Wednesday, July 21, 2010

Sizing up the food movement

"July 17, 2010 -- Socialist WebZine -- How can we change the world? This is the question that socialists face in the 21st century. It certainly offers more possibilities than the one presented in the mid-1990s that asked whether we had reached the end of history. However, capitalism is also attempting to provide an answer to this question by offering individualised ways to change the world. Food is an important arena for this project – corporations insist that eating the right food or drinking the right coffee can really make a difference in the world.

Behind the antiseptic choices offered by the system, lies the storm and stress of capitalism. Corporations chasing each other across the world in search of profits, workers being squeezed for ever lower wages and natural resources being monopolised and spoiled.

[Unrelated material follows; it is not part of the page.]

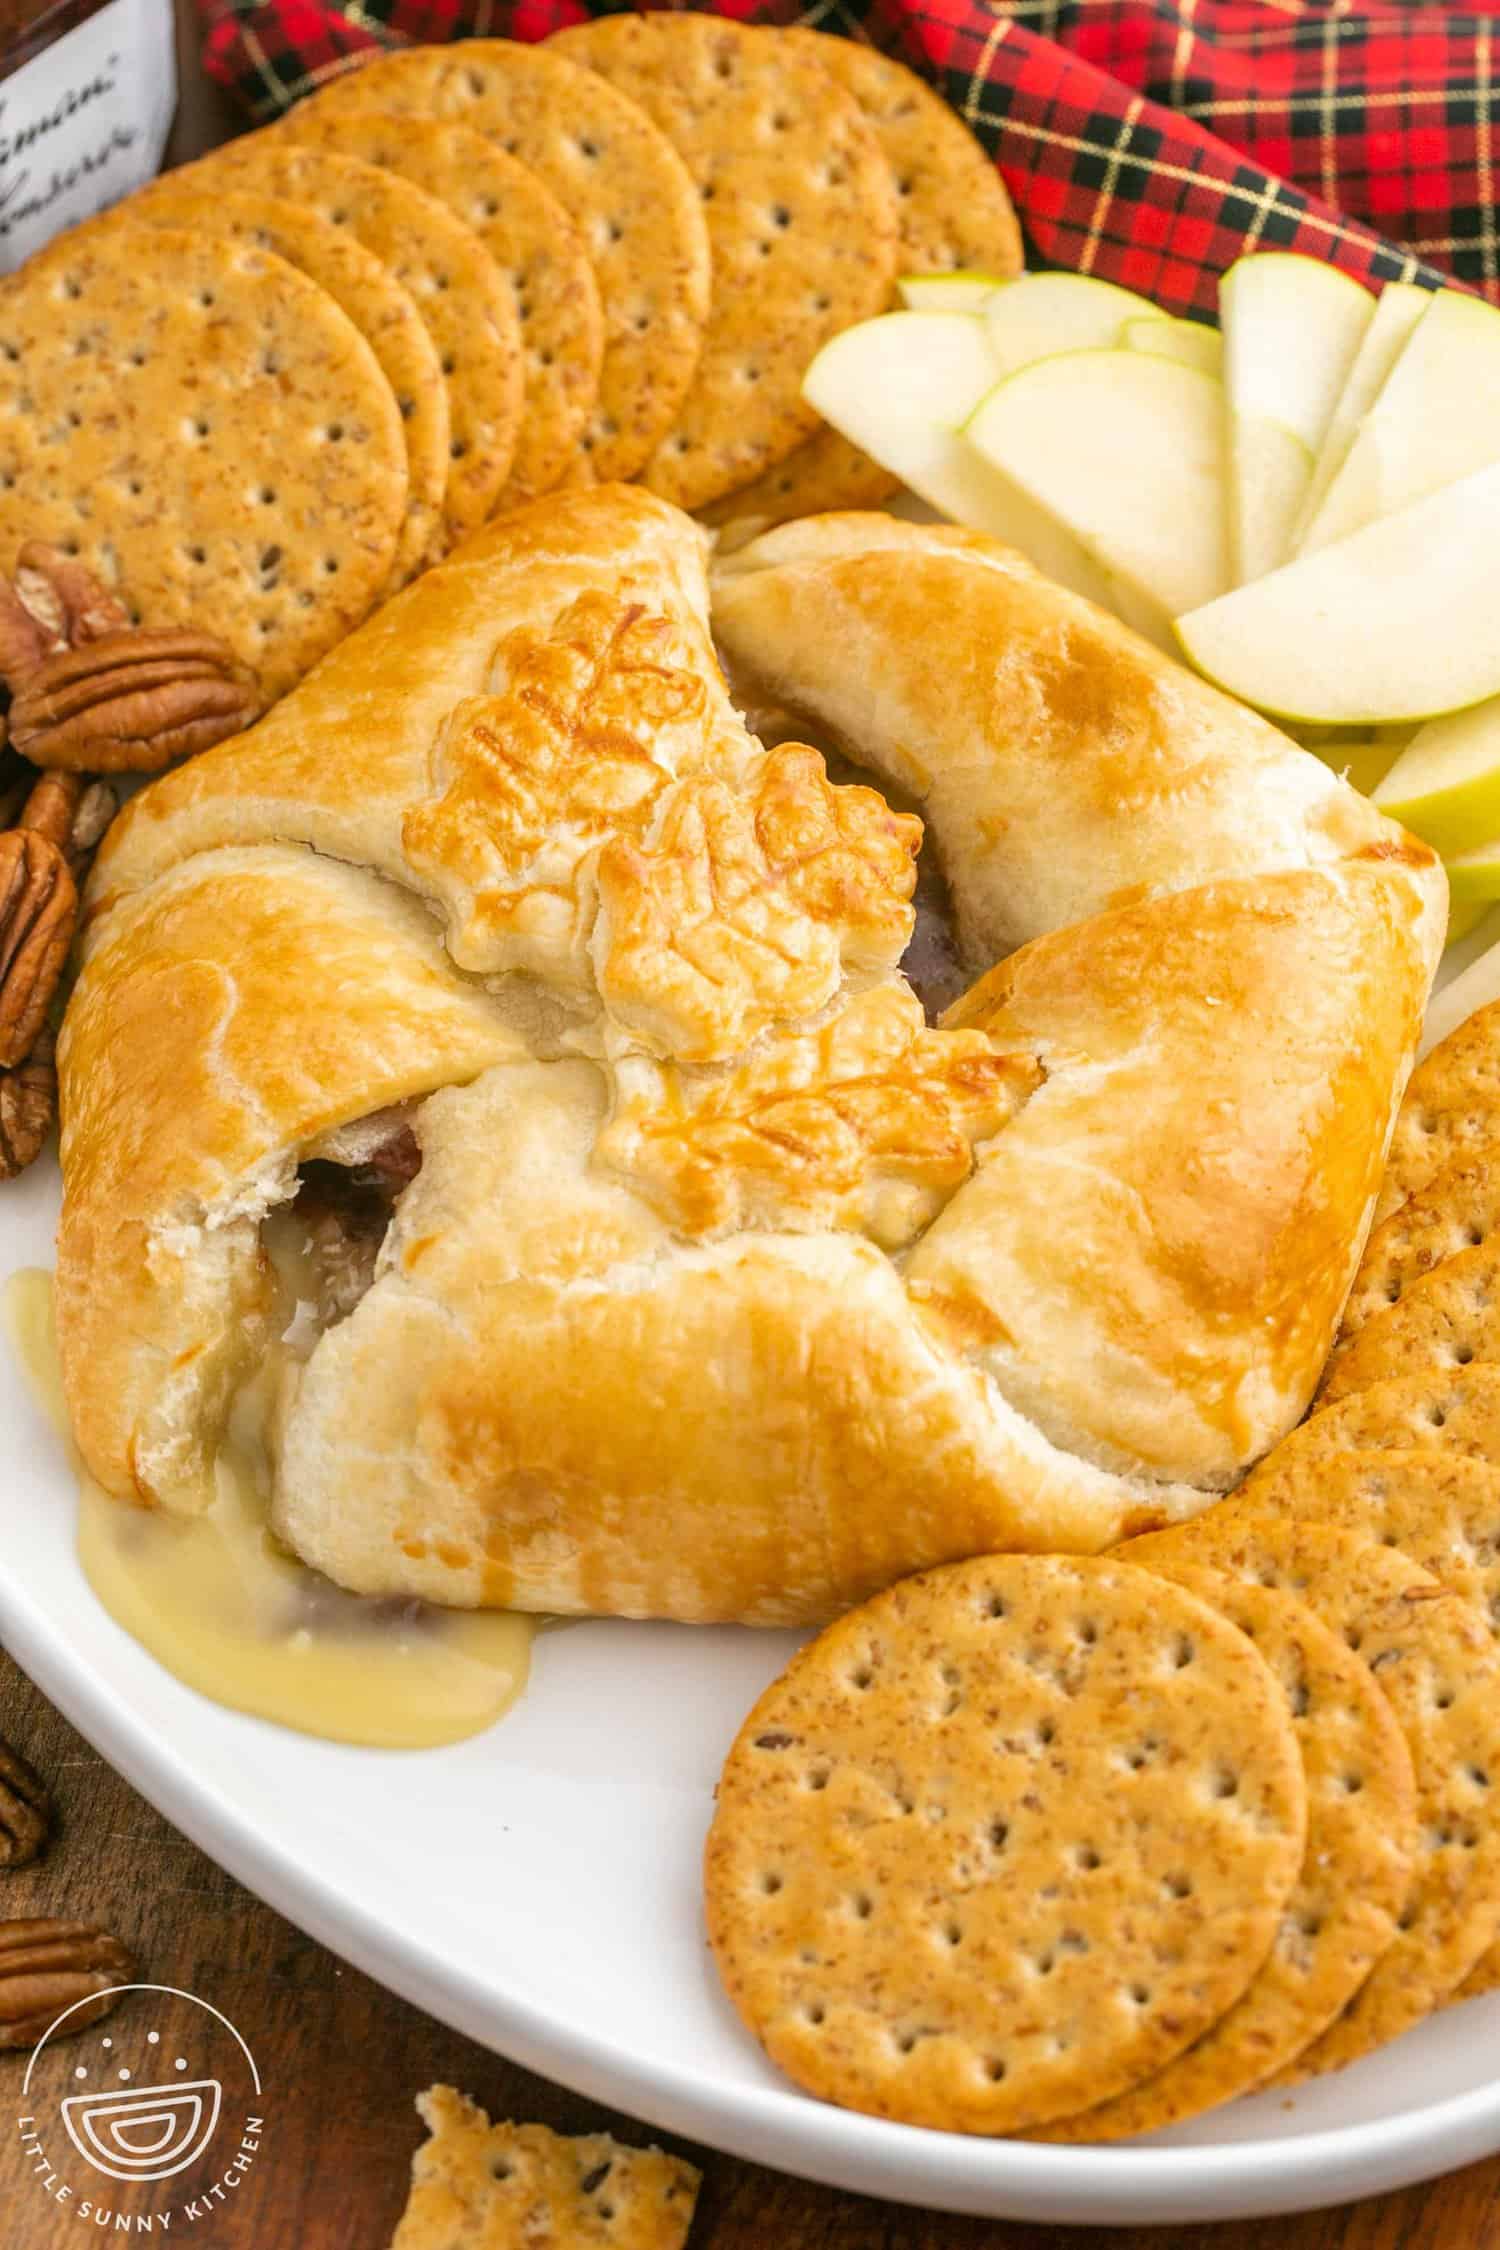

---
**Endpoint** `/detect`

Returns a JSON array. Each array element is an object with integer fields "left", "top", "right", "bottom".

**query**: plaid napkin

Old wine in a new bottle – a certified organic 100% post-consumer recycled bottle, but the same old bitter wine. In the process, a world transformed is neatly reduced to an individual act of consumption that serves to substitute itself for any bonds of solidarity or affinity. Personal choices about which corporate products to consume become the only acceptable avenue for “politics”, a term now used to discuss which products corporations offer instead of examining the consequences of the very existence of corporations themselves.

No food item better demonstrates capitalism’s ability to quietly adapt to and create consumption patterns while shielding consumers from the transformative nightmares it engenders than soy. The seemingly innocent jiggly glob of crushed soybeans has caught the attention of North American consumers looking toward a post-meat world. Its pristine white colour radiates goodness, the plastic packaging it arrives in screams about good health and the imaginary hippie-style communal edginess is irresistible to the deeply alienated late capitalist consumer."